Sorularımıza geçmeden önce bizlere kendinizden kısaca bahseder misiniz?
1990 yılında Hacettepe Üniversitesi Elektronik Mühendisliği Bölümü’nden mezun oldum. Kısa bir süre bilgisayar sektöründe çalıştım ve askerlik görevimin ardından 1991 yılında ilk özelleştirilen fabrikalardan birinde çimento sektörüne adım attım. Arada 3 sene kadar kendi şirketimi çalıştırsam da 25 yıldır hep çimento sektörünün içindeyim.
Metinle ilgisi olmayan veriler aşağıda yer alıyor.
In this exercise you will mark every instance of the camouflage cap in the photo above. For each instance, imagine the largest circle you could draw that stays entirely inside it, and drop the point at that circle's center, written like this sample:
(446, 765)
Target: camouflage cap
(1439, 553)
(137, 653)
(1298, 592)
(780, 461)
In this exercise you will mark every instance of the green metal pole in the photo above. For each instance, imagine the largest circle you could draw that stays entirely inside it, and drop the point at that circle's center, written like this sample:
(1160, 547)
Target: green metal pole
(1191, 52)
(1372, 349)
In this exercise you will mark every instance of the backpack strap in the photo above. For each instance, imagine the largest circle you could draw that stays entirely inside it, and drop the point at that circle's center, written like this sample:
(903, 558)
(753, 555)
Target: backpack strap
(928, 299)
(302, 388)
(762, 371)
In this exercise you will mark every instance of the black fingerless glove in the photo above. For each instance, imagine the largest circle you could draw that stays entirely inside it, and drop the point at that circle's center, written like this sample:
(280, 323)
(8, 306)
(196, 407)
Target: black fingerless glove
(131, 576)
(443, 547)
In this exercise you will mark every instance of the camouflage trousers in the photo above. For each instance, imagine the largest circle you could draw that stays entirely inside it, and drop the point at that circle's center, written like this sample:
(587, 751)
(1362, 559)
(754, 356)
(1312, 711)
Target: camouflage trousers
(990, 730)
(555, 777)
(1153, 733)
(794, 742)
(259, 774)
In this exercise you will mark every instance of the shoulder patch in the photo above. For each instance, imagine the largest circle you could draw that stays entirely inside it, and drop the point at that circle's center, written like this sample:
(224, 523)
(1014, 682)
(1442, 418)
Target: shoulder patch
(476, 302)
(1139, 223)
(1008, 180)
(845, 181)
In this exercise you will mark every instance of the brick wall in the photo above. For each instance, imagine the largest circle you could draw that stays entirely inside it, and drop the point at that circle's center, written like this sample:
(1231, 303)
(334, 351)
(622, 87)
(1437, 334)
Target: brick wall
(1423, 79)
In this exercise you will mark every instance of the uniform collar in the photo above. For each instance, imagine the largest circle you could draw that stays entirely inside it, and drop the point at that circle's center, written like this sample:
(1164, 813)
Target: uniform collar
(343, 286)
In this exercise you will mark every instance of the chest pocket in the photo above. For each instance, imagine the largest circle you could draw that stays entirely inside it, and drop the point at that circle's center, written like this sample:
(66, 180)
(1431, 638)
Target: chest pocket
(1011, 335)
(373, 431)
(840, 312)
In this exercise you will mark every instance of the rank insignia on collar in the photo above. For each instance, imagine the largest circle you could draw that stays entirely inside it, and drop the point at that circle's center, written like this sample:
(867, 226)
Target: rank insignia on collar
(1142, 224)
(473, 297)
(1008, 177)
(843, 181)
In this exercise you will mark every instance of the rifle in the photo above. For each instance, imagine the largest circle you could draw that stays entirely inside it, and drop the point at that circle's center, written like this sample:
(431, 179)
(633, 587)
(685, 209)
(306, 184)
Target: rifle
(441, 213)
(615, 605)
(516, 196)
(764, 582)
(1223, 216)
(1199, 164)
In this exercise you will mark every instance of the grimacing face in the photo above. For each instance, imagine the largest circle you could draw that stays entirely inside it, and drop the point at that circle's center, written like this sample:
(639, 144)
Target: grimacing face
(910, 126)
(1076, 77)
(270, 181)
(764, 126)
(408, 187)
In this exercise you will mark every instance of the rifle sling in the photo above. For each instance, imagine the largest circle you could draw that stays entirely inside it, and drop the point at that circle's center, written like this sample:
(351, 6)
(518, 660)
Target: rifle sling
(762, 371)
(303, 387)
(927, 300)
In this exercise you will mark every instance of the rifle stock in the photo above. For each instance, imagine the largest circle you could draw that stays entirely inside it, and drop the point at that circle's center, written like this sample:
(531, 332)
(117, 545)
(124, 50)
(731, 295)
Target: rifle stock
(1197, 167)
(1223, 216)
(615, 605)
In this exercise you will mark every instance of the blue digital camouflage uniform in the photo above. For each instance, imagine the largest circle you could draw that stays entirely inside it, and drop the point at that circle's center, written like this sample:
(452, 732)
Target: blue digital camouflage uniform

Otomasyon mühendisi olarak başladığım kariyerimde her kademede görev yaptım. En son Azerbaycan Bakü’de, Türkiye’den götürdüğümüz kırka yakın uzman çalışanın katkısı ile sıfırdan bir şirket ve fabrika kurduk ve bir yıl içinde pazar lideri olmasını sağladık. Kısa bir süre önce de Bursa Çimento Fabrikasında göreve başladım ve 25 yıllık deneyimimi şimdi Bursa Çimento ve bağlı şirketleri için en üst seviyede kullanmaya çalışıyorum.
Bursa Çimentonun üretim kapasitesi ve ürettiği çimento kaliteleri hakkında bilgi verir misiniz?
Bursa Çimento’nun üretim kapasitesi 4.180 ton/gün klinker ve 2.692.800 ton/ yıl çimentodur. İki adet döner fırın ve dört adet çimento değirmeni ile bu üretimleri gerçekleştiriyoruz. Beyaz çimento ve petrol kuyusu çimentosu dışında TS ve Avrupa standartlarında her türlü çimentoyu üretebilecek durumdayız. Ancak pazarda talep edilen tipler, talep miktarı, talebin haftalık aylık değişim grafikleri gibi konuları göz önünde bulundurarak 6 çeşit çimento üretiyoruz. Burada ağırlığı CEM I 42,5 R tipinde yaptığımız üretim teşkil ediyor. Bunu sırası ile CEM II/A-M (P-L) 42,5 R, CEM IV/B (P-V) 32,5 N, CEM IV/B (P-V) 32,5 R, CEM II/B-M (P-V) 42,5 N ve kesikli üretim yaptığımız CEM II/A-M (P-V) 42,5 R izliyor.
Bulunduğumuz bölgede Pazar lideri olmamızın da getirdiği sorumlulukla standartlara uyulması, kalitenin devamlılığı ve müşteri memnuniyeti konusunda hiç taviz vermeden çalışıyoruz. Bu da kullanıcı tarafından tercih edilen bir marka olmamızı daha da pekiştiren bir durum yaratıyor. Bu çerçevede TS ISO 10002 müşteri memnuniyeti yönetim sistemi belgesini alan ilk kuruluşlardan birisiyiz. Bunun yanında diğer yönetim sistemlerini de (iş sağlığı ve güvenliği- OHSAS 18001, çevre-ISO14001, enerji-ISO50001, kalite-ISO9001) dahil ederek sürekli daha iyiye doğru gelişen bir döngü içinde çalışmalarımızı yürütüyoruz.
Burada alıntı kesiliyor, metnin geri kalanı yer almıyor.